Als ich also 2011 im Collegium Hungaricum nahe der Berliner Humboldt-Universität ankam, war ich zunächst eingeschüchtert. Die Macher:innen der Konferenz sprachen über Fragen von Zugehörigkeit junger Ostdeutscher, die in der DDR geboren waren, jedoch prägende Jahre ihrer Kindheit und Jugend in den 1990er-Jahren des vereinten Deutschlands verbracht hatten. Sie sprachen davon, wie sehr ihnen die mediale Berichterstattung über »den Osten« missfiel, wie wenig sie sich wiederfanden in den immer gleichen Reportagen über Arbeitslosigkeit, Rechtsextremismus und Jammerei. Und sie formulierten die vorsichtige Idee, ob sich aus diesem Verständnis als eigene Generation, in der ich mich sofort wiederfand, nicht auch eine Verantwortung ergebe, politisch zu handeln.
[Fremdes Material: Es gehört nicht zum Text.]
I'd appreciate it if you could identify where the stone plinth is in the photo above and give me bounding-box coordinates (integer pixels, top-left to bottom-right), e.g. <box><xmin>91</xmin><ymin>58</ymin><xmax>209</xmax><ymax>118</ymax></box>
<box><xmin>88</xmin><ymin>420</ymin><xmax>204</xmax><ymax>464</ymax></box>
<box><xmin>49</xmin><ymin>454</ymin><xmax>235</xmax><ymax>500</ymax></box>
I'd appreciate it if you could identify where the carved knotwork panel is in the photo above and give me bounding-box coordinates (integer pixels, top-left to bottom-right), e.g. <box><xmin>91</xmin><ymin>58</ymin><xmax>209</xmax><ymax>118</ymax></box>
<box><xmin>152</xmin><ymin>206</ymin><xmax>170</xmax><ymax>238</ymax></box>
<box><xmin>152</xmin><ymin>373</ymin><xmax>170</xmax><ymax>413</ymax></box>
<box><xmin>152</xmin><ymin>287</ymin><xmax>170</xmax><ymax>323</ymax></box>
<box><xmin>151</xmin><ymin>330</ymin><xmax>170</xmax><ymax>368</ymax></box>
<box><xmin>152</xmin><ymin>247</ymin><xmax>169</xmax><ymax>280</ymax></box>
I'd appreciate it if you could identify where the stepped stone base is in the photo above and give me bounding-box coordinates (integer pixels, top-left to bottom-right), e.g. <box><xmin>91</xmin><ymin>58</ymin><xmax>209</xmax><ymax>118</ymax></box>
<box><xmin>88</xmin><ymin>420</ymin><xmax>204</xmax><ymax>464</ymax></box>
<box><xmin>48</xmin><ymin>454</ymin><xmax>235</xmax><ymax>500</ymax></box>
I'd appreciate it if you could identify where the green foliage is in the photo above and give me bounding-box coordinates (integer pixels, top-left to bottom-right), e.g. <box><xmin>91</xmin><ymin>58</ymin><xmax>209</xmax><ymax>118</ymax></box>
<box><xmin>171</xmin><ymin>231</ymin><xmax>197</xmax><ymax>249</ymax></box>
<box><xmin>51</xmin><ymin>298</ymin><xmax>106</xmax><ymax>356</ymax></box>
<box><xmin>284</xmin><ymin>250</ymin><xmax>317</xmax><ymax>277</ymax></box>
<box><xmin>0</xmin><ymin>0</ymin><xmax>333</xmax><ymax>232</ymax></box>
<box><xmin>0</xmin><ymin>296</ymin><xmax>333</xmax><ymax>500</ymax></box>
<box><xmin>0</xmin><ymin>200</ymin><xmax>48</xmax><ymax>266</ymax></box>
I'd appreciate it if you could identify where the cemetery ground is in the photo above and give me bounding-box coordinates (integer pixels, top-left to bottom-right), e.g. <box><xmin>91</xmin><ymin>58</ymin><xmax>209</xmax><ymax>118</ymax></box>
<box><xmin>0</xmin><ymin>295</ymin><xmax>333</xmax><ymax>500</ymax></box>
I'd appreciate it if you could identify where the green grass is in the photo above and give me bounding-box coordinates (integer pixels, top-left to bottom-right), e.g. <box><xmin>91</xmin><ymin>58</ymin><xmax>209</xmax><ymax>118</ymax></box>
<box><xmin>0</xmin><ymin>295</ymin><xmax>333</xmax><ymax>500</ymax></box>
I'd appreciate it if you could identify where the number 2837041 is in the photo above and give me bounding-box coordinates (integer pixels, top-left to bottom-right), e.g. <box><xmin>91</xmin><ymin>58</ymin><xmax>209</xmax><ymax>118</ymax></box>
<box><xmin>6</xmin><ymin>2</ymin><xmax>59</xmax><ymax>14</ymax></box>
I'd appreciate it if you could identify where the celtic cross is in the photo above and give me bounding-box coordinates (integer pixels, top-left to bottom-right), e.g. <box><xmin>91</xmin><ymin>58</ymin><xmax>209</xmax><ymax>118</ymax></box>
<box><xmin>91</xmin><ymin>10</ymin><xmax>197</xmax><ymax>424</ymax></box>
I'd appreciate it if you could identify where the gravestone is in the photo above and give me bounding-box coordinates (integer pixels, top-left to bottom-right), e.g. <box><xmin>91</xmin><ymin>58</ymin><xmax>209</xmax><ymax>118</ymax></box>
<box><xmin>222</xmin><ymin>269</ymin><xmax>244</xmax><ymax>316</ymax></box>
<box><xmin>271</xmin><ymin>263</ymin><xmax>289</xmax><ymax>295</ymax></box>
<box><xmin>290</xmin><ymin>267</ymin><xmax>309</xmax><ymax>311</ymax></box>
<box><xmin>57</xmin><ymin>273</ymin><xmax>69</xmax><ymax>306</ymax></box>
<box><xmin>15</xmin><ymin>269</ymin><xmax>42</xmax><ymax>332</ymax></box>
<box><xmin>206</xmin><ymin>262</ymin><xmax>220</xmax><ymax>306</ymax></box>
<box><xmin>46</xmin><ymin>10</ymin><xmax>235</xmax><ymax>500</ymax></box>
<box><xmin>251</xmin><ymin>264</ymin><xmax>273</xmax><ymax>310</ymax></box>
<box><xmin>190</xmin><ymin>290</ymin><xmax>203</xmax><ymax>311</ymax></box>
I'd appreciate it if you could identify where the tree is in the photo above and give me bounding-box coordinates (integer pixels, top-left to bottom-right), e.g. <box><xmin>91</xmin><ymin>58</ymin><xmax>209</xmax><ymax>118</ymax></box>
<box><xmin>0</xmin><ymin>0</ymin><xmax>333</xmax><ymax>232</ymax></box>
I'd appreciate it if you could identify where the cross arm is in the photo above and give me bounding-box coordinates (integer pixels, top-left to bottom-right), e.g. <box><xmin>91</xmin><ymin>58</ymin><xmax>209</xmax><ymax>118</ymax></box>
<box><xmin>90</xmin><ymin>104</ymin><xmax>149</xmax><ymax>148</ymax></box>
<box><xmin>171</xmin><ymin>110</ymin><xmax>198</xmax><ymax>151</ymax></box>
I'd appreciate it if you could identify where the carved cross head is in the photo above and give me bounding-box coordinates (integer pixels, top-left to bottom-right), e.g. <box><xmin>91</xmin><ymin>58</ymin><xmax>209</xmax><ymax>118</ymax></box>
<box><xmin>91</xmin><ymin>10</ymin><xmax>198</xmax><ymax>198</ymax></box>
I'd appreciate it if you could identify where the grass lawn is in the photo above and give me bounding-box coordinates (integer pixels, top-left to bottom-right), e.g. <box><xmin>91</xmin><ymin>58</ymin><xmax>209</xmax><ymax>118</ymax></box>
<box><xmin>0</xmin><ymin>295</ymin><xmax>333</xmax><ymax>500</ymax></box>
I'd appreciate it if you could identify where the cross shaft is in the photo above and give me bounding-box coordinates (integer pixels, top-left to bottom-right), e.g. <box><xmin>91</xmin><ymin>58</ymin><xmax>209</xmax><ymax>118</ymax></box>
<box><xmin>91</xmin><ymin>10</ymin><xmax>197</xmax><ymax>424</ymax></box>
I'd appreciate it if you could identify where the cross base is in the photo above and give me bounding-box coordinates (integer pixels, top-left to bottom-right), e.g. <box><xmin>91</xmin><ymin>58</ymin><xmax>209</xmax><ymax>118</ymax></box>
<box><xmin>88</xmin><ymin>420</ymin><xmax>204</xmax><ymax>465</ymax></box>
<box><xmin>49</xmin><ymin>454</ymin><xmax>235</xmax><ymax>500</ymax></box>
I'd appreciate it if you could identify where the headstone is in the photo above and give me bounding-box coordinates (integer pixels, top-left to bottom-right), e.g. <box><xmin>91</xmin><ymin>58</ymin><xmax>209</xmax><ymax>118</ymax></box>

Meine Einschüchterung wich mit jedem Programmpunkt. Mit jedem Gespräch, das ich an diesem Wochenende führte, merkte ich: Das ist meine Community. Wir teilten Erfahrungen und fanden Sprache für tief in mir liegende Gefühle, von denen ich zuvor angenommen hatte, sie seien ausschließlich individuell, nur in meinem Kopf, nur in meiner Familie, nur in meinem Freundeskreis: Das Unwohlsein, über mein Ostdeutschsein als vermeintlich exotisch ausgefragt zu werden, das fehlende Wissen über meine Herkunft und ihre implizite, manchmal auch explizite Abwertung. Die einzige Ostdeutsche im Praktikum zu sein. Die Sprachlosigkeit der Eltern. Die fehlenden Vorbilder. Ich stellte fest, dass ich Wendekind bin. Und ich stellte fest, dass wir ein Verständnis teilten: Krisen sind konstant. Mir wurde bewusst, dass in den vergangenen hundertfünfzig Jahren im Osten Deutschlands fünf politische Systeme einander abgewechselt hatten. Dass sich in dieser Zeit jede Generation in einem neuen System zurechtfinden musste. Dass Systemwandel möglich ist. Ich traf auf der ganzen Veranstaltung niemanden, die:den die Finanzkrise vor existenzielle Fragen gestellt hatte. In allen Gesprächen war die Gewissheit zu spüren, dass wir schon einen Weg finden würden, weil wir bisher immer einen gefunden hatten. Das war ungemein tröstlich und atemberaubend zugleich. Es war mein ostdeutsches Erwachen und meine erste bewusste Begegnung mit meiner Transformationskompetenz.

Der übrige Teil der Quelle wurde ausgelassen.